Okta helps disrupt ShieldGuard crypto-stealing extension
Okta says it has disrupted a malicious Chrome browser extension called ShieldGuard after its Threat Intelligence team found it in the Chrome Web Store and traced a related scam campaign that drove thousands of users to a Telegram channel.
The extension posed as a cryptocurrency security product. Okta's analysis found it was designed to collect wallet addresses and account data from users of major crypto services, including Binance, Coinbase, MetaMask, Phantom, OpenSea and Uniswap. It also collected data from Google services users.
In a coordinated effort with Google, Cloudflare and domain registrars, Okta helped remove the extension from the Chrome Web Store and disrupt the infrastructure it used to communicate with infected browsers. The Telegram channel linked to the operation reached nearly 7,000 followers before the takedown.
Marketing funnel
ShieldGuard used a public website, a Chrome Web Store listing and a Telegram channel to appear legitimate. The operation also maintained an X profile, according to Okta. The website claimed the extension could detect suspicious transactions before a user signed a request.
The campaign relied on social engineering common in crypto fraud. Okta described a multi-level marketing approach that promised cryptocurrency "airdrops" for early adopters and additional rewards for referrals. Users were urged to install the extension and create an account through a claim portal.
The site also tried to ease concerns about wallet access, claiming the software would not need direct access to a user's crypto wallet. Okta found the extension requested broad browser permissions during installation, including the ability to "Read and change all your data on all websites."
Data collection
Okta's investigation found ShieldGuard could harvest wallet addresses from websites a victim visited and gather detailed information from specific crypto platforms. The extension extracted full page HTML after a user signed into Binance, Coinbase, OpenSea or Uniswap in a browser, researchers said.

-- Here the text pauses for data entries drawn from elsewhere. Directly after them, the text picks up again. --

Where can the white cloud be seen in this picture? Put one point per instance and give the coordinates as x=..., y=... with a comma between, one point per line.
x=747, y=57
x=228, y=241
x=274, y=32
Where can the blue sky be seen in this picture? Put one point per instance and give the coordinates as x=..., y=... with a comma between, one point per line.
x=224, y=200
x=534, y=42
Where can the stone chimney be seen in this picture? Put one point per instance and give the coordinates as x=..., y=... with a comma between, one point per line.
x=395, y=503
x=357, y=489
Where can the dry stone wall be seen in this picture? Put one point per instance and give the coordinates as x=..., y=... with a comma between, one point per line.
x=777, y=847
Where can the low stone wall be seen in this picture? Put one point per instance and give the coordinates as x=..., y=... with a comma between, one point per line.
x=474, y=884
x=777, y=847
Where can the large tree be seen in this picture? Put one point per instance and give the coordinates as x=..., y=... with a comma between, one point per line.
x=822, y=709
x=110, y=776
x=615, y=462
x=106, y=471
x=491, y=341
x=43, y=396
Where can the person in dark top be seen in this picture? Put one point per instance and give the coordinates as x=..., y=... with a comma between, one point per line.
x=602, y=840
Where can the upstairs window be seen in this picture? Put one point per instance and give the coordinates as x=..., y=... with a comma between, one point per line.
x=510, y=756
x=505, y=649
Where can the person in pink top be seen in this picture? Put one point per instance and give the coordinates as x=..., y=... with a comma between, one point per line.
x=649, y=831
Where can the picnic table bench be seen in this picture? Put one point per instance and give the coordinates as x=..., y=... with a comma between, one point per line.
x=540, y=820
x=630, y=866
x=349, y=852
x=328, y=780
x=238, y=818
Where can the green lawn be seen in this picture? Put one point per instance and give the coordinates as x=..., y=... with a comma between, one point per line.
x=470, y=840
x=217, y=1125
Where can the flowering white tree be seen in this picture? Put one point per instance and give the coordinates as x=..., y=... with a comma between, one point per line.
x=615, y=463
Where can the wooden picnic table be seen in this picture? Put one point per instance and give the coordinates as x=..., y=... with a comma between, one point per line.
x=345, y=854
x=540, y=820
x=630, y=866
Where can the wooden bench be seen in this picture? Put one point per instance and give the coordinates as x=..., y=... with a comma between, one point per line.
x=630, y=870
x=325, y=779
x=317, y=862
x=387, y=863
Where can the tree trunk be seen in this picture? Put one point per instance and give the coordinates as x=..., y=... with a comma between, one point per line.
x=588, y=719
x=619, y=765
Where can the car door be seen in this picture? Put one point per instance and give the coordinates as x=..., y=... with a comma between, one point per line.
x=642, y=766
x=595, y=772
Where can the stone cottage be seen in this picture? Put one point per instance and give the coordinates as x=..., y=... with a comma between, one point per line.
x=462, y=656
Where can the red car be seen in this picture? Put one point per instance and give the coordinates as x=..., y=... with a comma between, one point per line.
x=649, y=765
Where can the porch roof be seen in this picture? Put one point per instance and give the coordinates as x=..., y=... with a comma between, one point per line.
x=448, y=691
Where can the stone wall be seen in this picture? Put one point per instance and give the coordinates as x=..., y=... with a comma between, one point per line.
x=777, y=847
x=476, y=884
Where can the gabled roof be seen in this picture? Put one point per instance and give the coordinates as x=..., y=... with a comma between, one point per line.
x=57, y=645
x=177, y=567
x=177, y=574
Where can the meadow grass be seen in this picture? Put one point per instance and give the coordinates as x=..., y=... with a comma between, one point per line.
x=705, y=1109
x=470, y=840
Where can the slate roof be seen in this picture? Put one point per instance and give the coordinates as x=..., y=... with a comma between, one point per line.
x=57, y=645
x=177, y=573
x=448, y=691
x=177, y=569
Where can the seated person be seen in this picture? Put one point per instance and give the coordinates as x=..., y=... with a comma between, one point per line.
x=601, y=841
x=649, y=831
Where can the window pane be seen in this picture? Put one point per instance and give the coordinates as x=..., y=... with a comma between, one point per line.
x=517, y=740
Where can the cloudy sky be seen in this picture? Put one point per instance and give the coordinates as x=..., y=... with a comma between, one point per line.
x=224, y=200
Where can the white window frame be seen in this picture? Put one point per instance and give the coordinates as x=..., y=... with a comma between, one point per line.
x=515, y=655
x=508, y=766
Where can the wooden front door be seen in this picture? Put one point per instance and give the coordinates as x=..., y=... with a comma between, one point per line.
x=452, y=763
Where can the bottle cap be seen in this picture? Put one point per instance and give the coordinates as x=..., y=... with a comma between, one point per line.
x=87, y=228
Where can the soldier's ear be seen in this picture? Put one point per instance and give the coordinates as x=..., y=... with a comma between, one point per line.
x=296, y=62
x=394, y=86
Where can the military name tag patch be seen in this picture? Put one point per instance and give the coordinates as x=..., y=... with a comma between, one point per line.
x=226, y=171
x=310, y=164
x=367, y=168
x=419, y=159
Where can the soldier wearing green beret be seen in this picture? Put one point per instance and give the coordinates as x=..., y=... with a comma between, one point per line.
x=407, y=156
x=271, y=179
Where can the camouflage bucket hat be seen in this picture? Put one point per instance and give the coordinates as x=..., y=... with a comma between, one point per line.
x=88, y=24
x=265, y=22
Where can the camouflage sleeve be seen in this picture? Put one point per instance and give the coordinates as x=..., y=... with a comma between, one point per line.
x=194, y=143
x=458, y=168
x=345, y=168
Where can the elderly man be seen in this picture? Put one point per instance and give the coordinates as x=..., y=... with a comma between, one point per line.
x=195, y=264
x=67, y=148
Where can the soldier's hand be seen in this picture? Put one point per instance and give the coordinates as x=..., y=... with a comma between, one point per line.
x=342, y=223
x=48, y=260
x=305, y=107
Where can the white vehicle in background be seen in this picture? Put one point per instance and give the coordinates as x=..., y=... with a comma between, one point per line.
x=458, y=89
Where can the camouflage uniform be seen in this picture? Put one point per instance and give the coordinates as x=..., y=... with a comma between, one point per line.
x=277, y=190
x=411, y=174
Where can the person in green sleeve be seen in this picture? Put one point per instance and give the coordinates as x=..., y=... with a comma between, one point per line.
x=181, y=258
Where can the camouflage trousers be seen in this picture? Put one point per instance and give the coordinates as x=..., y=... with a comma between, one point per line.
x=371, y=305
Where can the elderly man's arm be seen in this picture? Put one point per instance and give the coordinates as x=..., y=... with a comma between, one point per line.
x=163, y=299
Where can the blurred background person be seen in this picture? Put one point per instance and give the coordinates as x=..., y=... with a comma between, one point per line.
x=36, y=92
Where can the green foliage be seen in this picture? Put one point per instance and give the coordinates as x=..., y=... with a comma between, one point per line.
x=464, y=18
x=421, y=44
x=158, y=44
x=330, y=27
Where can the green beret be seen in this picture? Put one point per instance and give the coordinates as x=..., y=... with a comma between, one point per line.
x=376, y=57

This HTML collection could include account balances, portfolio data and transaction history. Okta also found the extension tracked users through persistent UUIDs across browsing sessions.
Okta said ShieldGuard could execute arbitrary code on devices running the extension. Researchers demonstrated this using a feature that, on command, blocked access to legitimate sites and replaced pages with fake security warnings.
Evasion methods
Okta described the extension as heavily obfuscated, complicating review and reverse engineering. It said the attackers built a custom JavaScript interpreter to bypass security restrictions in Chrome's Manifest V3 framework.
Instead of using restricted functions such as eval(), the extension fetched encoded scripts from a command-and-control server and executed them through its custom interpreter within web pages. Okta said this enabled remote code execution without triggering Chrome's latest protections and highlighted a gap in how the browser enforces its security model.
Okta analysed ShieldGuard in an isolated, containerised browser and found it contacted a command-and-control endpoint at shieldguards[.]net/scripts. The server then delivered scripts that discovered installed crypto wallets and extracted addresses using the EIP-6963 wallet discovery protocol.
Okta said the infrastructure delivered two main payloads. The first injected a wallet-address harvesting script into every website a victim visited. The second targeted higher-value visits to crypto exchange and decentralised finance sites, waiting five seconds before capturing full page HTML and sending it to shieldguards[.]net/snapshots.
Infrastructure links
Okta said the command-and-control server at shieldguards[.]net was proxied through Cloudflare. After the domain was removed from CDN services, Okta said it identified the origin server at Partner Hosting LTD, which it described as a bulletproof hosting provider.
The takedown also disabled sign-in functionality tied to the operation, according to Okta. Removing the shieldguards[.]net domain from its registrar disconnected existing installs from the command-and-control infrastructure, it added.
Okta said indicators suggested the threat actors may be Russian-speaking, citing a Russian error string-"Ошибка: не удалось определить домен"-and Cyrillic character support inside the custom JavaScript interpreter. Okta also reported links to another malicious campaign known as Radex, including an administrative email address and a related Chrome extension ID.
Security guidance
The incident highlights the risks posed by browser extensions, even when they appear in official stores. Okta advised users to treat offers of free crypto with scepticism and to limit the number of extensions installed on devices used for sensitive accounts.
Okta recommended restricting extension permissions, regularly reviewing installed extensions, and using a separate browser profile-or a clean browser-for crypto transactions with extensions disabled. It also advised using an offline hardware wallet, double-checking pasted addresses and using phishing-resistant multi-factor authentication.
For corporate environments, Okta recommended allowlisting to give security teams control over third-party code running in browsers used to access company resources. It also outlined using managed Chrome and device assurance policies to assess which extensions run at sign-in, with rules that deny access unless extensions are allowlisted.
"While legitimate sign-up promotions exist, scammers frequently use the promise of free crypto or high returns to create a false sense of urgency. If an offer looks too good to be true, it almost certainly is," Okta Threat Intelligence said.